One example of philosophers doing just this in response to an urgent injustice is George Yancy and Janine Jones’s edited volume Pursuing Trayvon Martin. But, for the most part, contemporary philosophers of criminal law and punishment do not address the kinds of real-world problems posed by police killings of unarmed Black people, and the fact that these theories typically focus on justifying criminal law and punishments in idealized just societies is likely the reason. Notably, Tommie Shelby’s chapter “Punishment” in Dark Ghettos engages with mainstream philosophy of punishment applied in non-ideal contexts, but Shelby’s background is primarily in philosophy of race and social political philosophy, not philosophy of criminal law. Similarly, Erin Kelly’s book The Limits of Blame wrestles with questions of punishment and law enforcement in the United States, but again her background in social and political philosophy, rather than philosophy of punishment, is evident in her treatment of the injustices of American criminal law. Shelby and Kelly’s theorizing on criminal law and punishment in unjust societies like ours offers helpful arguments about the illegitimacy of using criminal law in the United States to make moral evaluations of law-breakers. But I hope to go further.

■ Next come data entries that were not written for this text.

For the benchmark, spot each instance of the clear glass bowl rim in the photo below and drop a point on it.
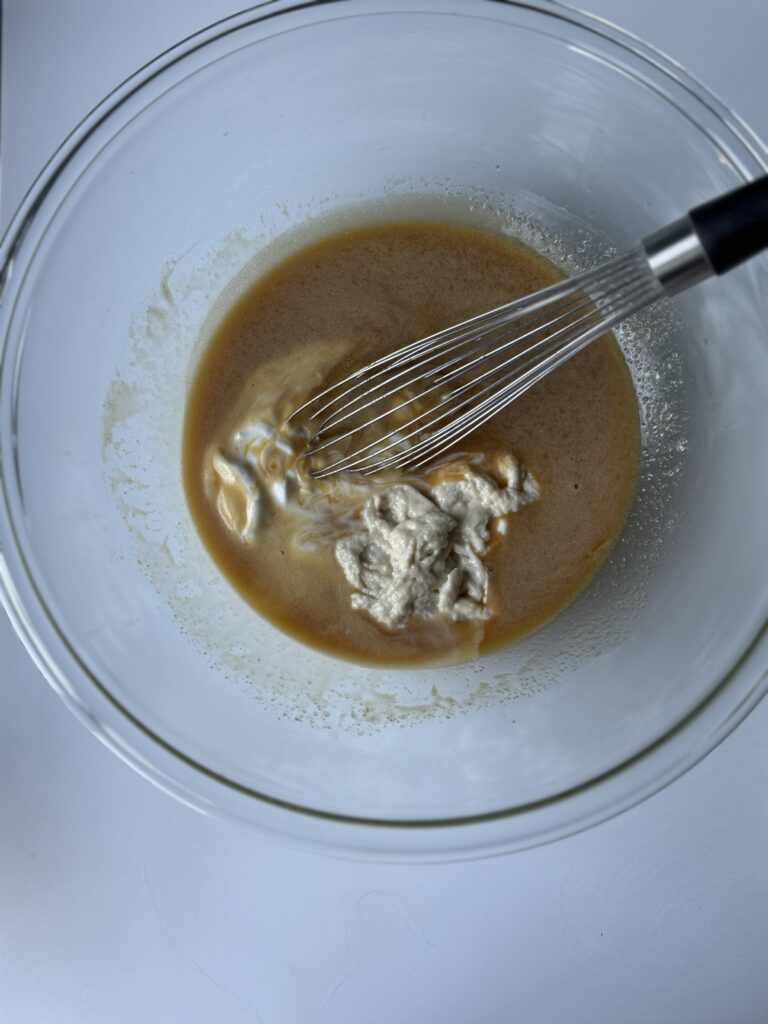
(11, 249)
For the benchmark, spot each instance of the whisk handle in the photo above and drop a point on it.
(734, 226)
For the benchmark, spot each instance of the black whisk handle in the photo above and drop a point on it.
(734, 226)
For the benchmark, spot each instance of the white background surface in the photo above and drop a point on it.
(119, 905)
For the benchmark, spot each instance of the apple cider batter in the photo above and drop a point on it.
(559, 465)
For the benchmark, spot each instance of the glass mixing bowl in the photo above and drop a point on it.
(212, 162)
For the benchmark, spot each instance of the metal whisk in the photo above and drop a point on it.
(445, 386)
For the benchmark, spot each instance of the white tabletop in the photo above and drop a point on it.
(119, 905)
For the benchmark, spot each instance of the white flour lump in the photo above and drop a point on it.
(420, 553)
(408, 548)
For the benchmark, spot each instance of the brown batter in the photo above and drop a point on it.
(365, 292)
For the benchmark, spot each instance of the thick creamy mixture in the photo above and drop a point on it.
(421, 554)
(413, 549)
(395, 569)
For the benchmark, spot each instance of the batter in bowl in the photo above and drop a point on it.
(471, 554)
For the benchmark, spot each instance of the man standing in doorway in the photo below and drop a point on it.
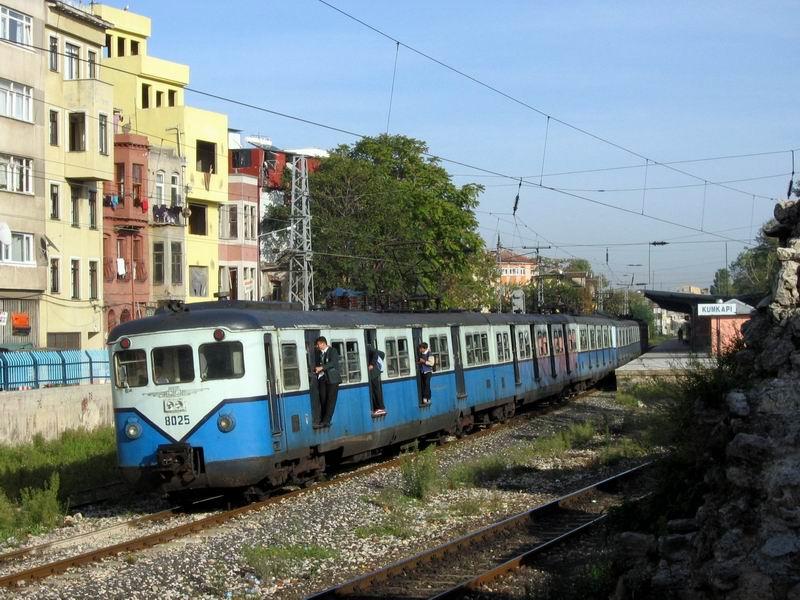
(329, 379)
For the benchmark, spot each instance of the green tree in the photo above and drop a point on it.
(722, 283)
(386, 219)
(755, 268)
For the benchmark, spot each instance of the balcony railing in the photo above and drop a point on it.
(123, 269)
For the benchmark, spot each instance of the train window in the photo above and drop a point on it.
(221, 360)
(398, 362)
(524, 345)
(350, 361)
(440, 352)
(172, 364)
(290, 367)
(558, 341)
(542, 344)
(503, 347)
(477, 348)
(130, 368)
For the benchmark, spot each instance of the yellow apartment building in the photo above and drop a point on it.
(78, 151)
(149, 100)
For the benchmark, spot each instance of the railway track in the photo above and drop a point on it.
(163, 536)
(458, 568)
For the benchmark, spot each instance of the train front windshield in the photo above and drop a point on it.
(175, 364)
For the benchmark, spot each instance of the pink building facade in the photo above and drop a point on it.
(126, 285)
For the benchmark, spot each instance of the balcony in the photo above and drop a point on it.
(121, 269)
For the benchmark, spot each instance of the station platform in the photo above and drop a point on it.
(666, 360)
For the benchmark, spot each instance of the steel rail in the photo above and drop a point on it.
(167, 535)
(369, 585)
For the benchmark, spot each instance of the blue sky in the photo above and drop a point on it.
(671, 81)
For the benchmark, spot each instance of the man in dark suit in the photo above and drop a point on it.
(329, 379)
(375, 364)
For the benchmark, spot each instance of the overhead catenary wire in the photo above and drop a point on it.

A non-ideal theory approach to criminal law must begin with the realities of policing and criminal law in the United States, especially the manifest injustices of murders like those of George Floyd. Making a start on this non-ideal theory project, I argue here that policing in the United States is inherently oppressive.
There are at least three ways that one could understand the relationship between the institution of policing and the killings of people like Floyd, Breonna Taylor, Philando Castile, Michael Brown, and all the others before and since. First, the Bad Apples view holds that there are a few morally corrupt cops like Chauvin, and we simply need to be better at keeping them out of the police forces. I will not engage this view. I call the second the Bundle of Bad Practices view (Bundle view, for short). On the Bundle view, there are a number of discreet practices that are deeply unjust and even pervasive in American criminal law institutions, but the basic foundations of criminal law and its institutions are essential. This view is compatible with the views of some contemporary philosophers of criminal law (Douglas Husak’s response to what he calls ‘criminal law skepticism’ fits here I think). While this view seems facially reasonable, it is wrong. Instead, I argue for the third view, which I call the Oppressive System view. On this view, the murder of George Floyd and other instances of police brutality are best understood as the most manifestly unjust examples of an oppressive criminal legal system in the United States. If I am right, then these injustices are endemic to the institutions of criminal law in the United States. Moreover, seemingly neutral or just outcomes, practices, and events that make up much of the criminal law system do not justify support of these institutions. Instead, these ostensibly benign activities help sort people into a hierarchy of privileged and oppressed groups, which is paradigmatic of oppressive systems.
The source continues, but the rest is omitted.